Giacometti et Beckett se sont rencontrés en 1937, dans un Paris en effervescence. Le cercle de leurs connaissances les a amenés à se lier d’amitié, l’un ayant, au préalable, entendu parler des œuvres de l’autre et vice versa. Il n’existe pas d’écrit de Beckett sur l’art de Giacometti, alors qu’il a écrit sur la peinture. De même, Giacometti n’a pas fait le portrait de Beckett. Comme si ces deux êtres farouches, qui aimaient déambuler ensemble dans Montparnasse, faisaient de leurs vagabonderies un territoire sans affèterie, la plupart du temps livré au silence, comme deux présences qui se reconnaissent dans une solitude extrême.

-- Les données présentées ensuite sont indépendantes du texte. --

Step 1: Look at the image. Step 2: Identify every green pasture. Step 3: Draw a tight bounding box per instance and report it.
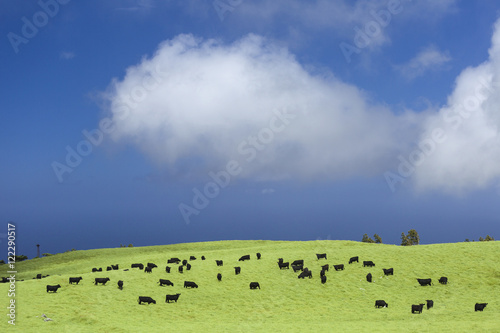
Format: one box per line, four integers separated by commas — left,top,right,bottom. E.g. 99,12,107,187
0,240,500,333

Giacometti collaborera au travail de Beckett en élaborant le décor de la pièce „En attendant Godot“, pour sa reprise, en 1961, au Théâtre de l’Odéon. Beckett est pour un art sobre au théâtre, ses didascalies sont assez tyranniques dans ce sens, et les metteurs en scène qui le suivront ne disposeront d’aucune liberté d’interprétation. Tout pour Beckett provient du texte et advient par lui. Il ne s’agit pas de faire de l’effet. Aucune musique, aucune image, des mots et les visions qu’ils suscitent, des personnages enfermés là.

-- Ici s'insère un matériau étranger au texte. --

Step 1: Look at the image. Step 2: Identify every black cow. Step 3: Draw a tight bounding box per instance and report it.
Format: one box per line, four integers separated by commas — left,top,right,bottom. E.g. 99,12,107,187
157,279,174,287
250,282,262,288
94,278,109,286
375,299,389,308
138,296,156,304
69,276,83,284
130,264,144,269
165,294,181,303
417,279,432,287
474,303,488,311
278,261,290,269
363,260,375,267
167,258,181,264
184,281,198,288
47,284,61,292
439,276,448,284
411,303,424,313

Giacometti a conçu un arbre fragile, dépouillé et bas, un squelette d’arbre, un vestige, une réminiscence, comme un symbole décharné du monde, là où les spectres se perdent dans leur attente. Et cet arbre, comme un personnage lui aussi, n’est pas sans rappeler ses sculptures d’hommes qui marchent ou, avec „Oh les beaux jours“, autre pièce de Beckett, ses personnages pris dans la masse terreuse d’une argile à peine modelée. Qu’on se rappelle cette femme prise jusqu’à la taille chez Beckett, armée de son ombrelle, fragile et puissante dans sa fragilité même. Et cet homme, dans l’un de ses romans, pris dans une jarre et enguirlandé à l’entrée d’un restaurant. Tragi-comique et absurdité de l’existence. Le motif de la cage, de l’enfermement dans la condition d’être humain, sont présents chez Giacometti comme chez Beckett. Tout l’art du fragment, une bouche, chez Beckett, des bribes de phrases, une tête, chez Giacometti. Comme si un cri silencieux déchirait l’œuvre, un effroi qu’il s’agit d’apprivoiser et qui sans cesse s’éveille et meut les êtres, au travers des silhouettes, des têtes, des gestes, de l’espace réduit à si peu, dans lequel l’être humain vit, un effroi grotesque qui désarticule toute vanité.

Continuer tant bien que mal et tant mal que pis, pour paraphraser Beckett. Êtres suspendus à leurs destinées, à demi ensevelis, dans la terre, dans des poubelles, ou marchant, chez Giacometti, comme des lames vers leur destin. Comme si la mort était là, toujours, et qu’elle défaisait tranquillement, sous une lumière étale, les gestes, les réduisant à l’essentiel.

Les dessins de Giacometti sont également des œuvres ouvrant sur l’abîme, traçant à force de traits circulaires, des orbites depuis lesquels un regard nous fixe, de ses orbites vides, comme émergé d’un lointain indicible. De la même façon, à force de traits qui sont autant de tentatives d’approche approximative et juste, une silhouette, évanescente, apparaît comme un mirage. Ce mirage de l’existence, Giacometti et Beckett le rendent presque palpable. Les résonances entre leurs œuvres sont d’une évidence telle qu’on ne peut que s’incliner devant un tel rapprochement.

En 1961 à Paris, Samuel Beckett, dans l’ateilier du sculpteur et peintre Alberto Giacometti
En 1961 à Paris, Samuel Beckett, dans l’ateilier du sculpteur et peintre Alberto Giacometti © Georges Pierre/Sygma/Corbis

Cette exposition rouvrira le moment venu dans l’écrin de La Fondation Giacometti, à Paris, 14e. En attendant, nous pouvons feuilleter le catalogue de cette exposition, pour parfaire cette impression d’une communauté de sensibilité: „Giacometti/Beckett – Rater encore. Rater mieux.“ (coédition Fondation Giacometti, Paris et FAGE Editions, bilingue français / anglais, 28 euros).